Analysts’ estimates for second-quarter US earnings have been dialled down sharply since the start of the year, amid concerns a strong dollar will crimp the profits of US multinationals and expectations energy company earnings will drop for a third straight quarter because of low oil prices.
With Alcoa set to kick off results season this week, investors are eyeing a 3% projected drop in benchmark S&P 500 earnings from a year ago, which would be the first profit decline since the third quarter of 2009, according to Thomson Reuters data.
However, a similarly dismal forecast from analysts for first-quarter earnings proved overly pessimistic, and S&P 500 companies ended up with a profit gain of 2.2%.
That’s persuaded some strategists to expect similar good news in some sectors in the second quarter, which may well provide a boost to Wall Street.
“If profits surprise to the upside, which is what I think they’re going to do, that is basically going to convince people we don’t have a negative growth problem, that things are better than feared, and that should be positive for stocks,” said Jonathan Golub, chief US market strategist for RBC Capital Markets in New York.
Golub added he expects “massive beats” again in the energy sector in the second quarter, mirroring a pattern seen in the first. Excluding the energy sector, S&P 500 earnings are expected to be up 4.9% from a year ago.
The second-quarter profit picture has also been overshadowed by concerns about the debt crisis in Greece, which has driven recent losses in stocks. The S&P 500 is down about 1.5% since the June 19 close, and all three major indexes registered losses for last month. Those developments will likely keep investors on edge about results from US companies with considerable exposure to Europe, such as McDonald’s.
US companies themselves have offered dismal outlooks for earnings, with negative forecasts for the second quarter outpacing positive ones by a ratio of 4-to-1, compared with 5.7- to-1 in the first quarter, according Thomson Reuters.
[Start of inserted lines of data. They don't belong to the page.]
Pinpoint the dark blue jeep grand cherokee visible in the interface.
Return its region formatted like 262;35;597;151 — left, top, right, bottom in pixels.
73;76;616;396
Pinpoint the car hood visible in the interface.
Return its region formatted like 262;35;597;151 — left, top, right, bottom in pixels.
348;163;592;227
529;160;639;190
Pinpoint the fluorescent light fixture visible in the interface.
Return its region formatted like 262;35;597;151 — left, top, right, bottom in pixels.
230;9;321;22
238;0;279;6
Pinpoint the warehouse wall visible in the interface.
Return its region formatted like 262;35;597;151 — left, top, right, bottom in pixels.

Those grim expectations have been blamed on the impact of a strong greenback, even though a US dollar index declined 2.9% in the second quarter, following a 9% jump in the first. A stronger dollar makes it harder for US companies to compete overseas.
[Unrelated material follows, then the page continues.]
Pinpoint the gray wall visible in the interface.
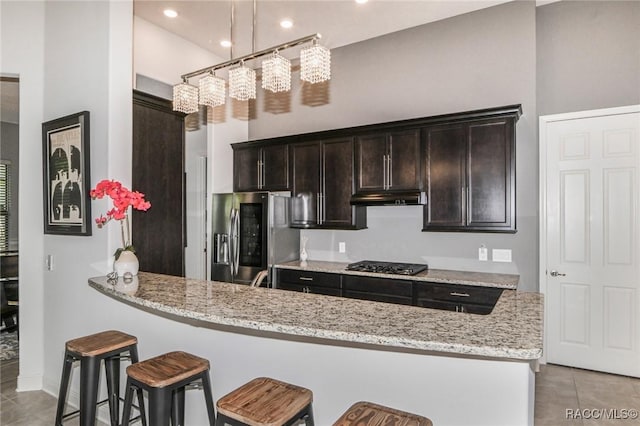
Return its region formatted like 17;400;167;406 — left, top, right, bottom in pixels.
537;1;640;116
0;121;19;249
250;1;540;291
“I think FX (foreign exchange) has been more of a headwind than we anticipated,” AutoDesk Chief Executive Carl Bass said in a May 19 conference call with analysts. A weak forecast from Micron Technology last week raised concerns about the outlook for the chip sector, which has been underperforming the broader market. A semiconductor index lost 8.7% in June, more than four times the S&P 500’s 2.1% fall.
“We’re cautiously optimistic. These guys aren’t going to come into a number and know they’re going to miss by a huge margin,” said Daniel Morgan, senior portfolio manager at Atlanta-based Synovus Trust Company, whose top tech holdings include Intel.
Tech companies have issued more negative outlooks than any other S&P sector, or 24 out of 97 so far from S&P 500 companies. At the same time, financials are projected to enjoy a 14.8% jump in year-over-year earnings, the biggest of any sector, thanks largely to Citigroup, whose results a year ago were hurt by steep litigation charges.
Energy companies in the S&P 500 are forecast to have the biggest drop in profits by far from a year ago, by 63%, similar to declines projected for the first quarter, Thomson Reuters data showed.